What is the importance of the going concern concept?
Under US GAAP, management’s plans are ignored under Step 1 of the going concern assessment. Their mitigating effect is considered under Step 2 to determine if they alleviate the substantial doubt raised in Step 1, but only if certain conditions are met. This means management needs to run two sets of forecasts, before and after management’s plans, whereas IFRS Standards are not prescriptive in this regard. Management typically develops AI in Accounting plans to address going concern uncertainties – e.g. refinancing of debt, renegotiating breached covenants, and sale of assets to generate sufficient liquidity to continue to meet its obligations as they fall due. IFRS Standards do not prescribe how management should evaluate its plans to mitigate the effects of these events or conditions in the going concern assessment. Impacts from a fall and winter COVID-19 surge may bring further uncertainty to many companies.

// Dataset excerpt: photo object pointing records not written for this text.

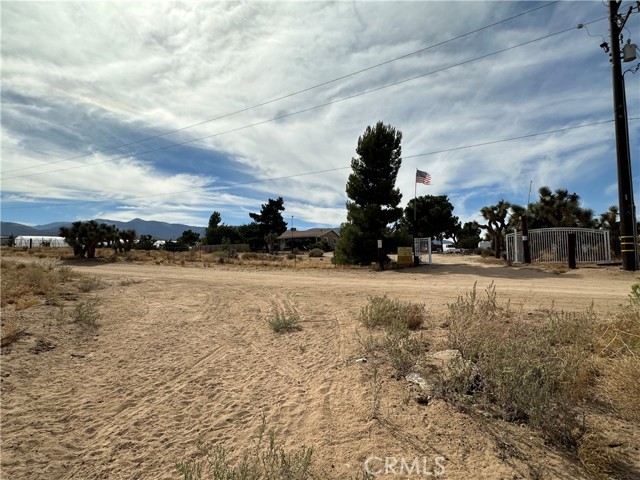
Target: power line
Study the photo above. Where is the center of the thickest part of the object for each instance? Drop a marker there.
(547, 132)
(289, 95)
(317, 172)
(332, 102)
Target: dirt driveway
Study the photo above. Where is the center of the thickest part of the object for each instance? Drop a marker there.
(184, 355)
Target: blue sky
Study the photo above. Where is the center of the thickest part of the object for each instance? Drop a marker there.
(79, 78)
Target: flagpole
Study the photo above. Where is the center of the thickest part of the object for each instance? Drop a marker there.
(416, 258)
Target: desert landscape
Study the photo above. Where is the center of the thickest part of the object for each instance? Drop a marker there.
(183, 356)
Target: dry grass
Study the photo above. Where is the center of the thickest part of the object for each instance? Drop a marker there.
(389, 313)
(186, 259)
(11, 331)
(546, 374)
(284, 319)
(534, 374)
(21, 283)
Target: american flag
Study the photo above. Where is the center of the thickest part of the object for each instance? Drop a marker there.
(423, 177)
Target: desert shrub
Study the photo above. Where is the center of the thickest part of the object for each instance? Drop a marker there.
(402, 349)
(284, 319)
(20, 283)
(621, 386)
(385, 312)
(86, 313)
(65, 273)
(322, 245)
(268, 460)
(473, 319)
(89, 284)
(11, 331)
(26, 302)
(535, 374)
(264, 257)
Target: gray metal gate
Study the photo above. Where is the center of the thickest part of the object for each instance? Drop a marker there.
(422, 249)
(551, 245)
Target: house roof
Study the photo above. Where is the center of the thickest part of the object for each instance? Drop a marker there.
(311, 233)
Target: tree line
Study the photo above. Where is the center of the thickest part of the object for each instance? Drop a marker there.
(86, 236)
(373, 213)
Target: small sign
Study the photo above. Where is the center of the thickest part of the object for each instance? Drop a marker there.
(405, 256)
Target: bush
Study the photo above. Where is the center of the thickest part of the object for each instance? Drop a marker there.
(385, 312)
(534, 374)
(267, 461)
(284, 320)
(86, 313)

5.1 Assessing going concern
The prime aspect of a business remains the capability and integrity of the management. Proper business foresight and operational efficiency are required for a company to sustain and stay profitable for a longer term. In addition, economic recessions are crucial, which determine management’s ability when major firms fail to generate profits. Going concern concept is one of the basic principles of accounting that states that the accounting statements are formulated so that the company will not be bankrupt or liquidated for the foreseeable future, which generally is for 12 months. It is an important function for a business as it makes it very clear how the business should manage its expenses or commitments to ensure its resources are efficiently managed. For example, under US GAAP, the look-forward period for a company with a December 31, 20X0 balance sheet date and financial statements issued on March 31, 20X1 is the 12-month period ended March 31, 20X2.
Related to the going concern of the company, auditors are not responsible for assessing the going concern of the company. If the accountant believes that an entity may no longer be a going concern, then this brings up the issue of whether its assets are impaired, which may call for the write-down of their carrying amount to their liquidation value. Thus, the value of an entity that is assumed to be a going concern is higher than its breakup value, since a going concern can potentially continue to earn profits.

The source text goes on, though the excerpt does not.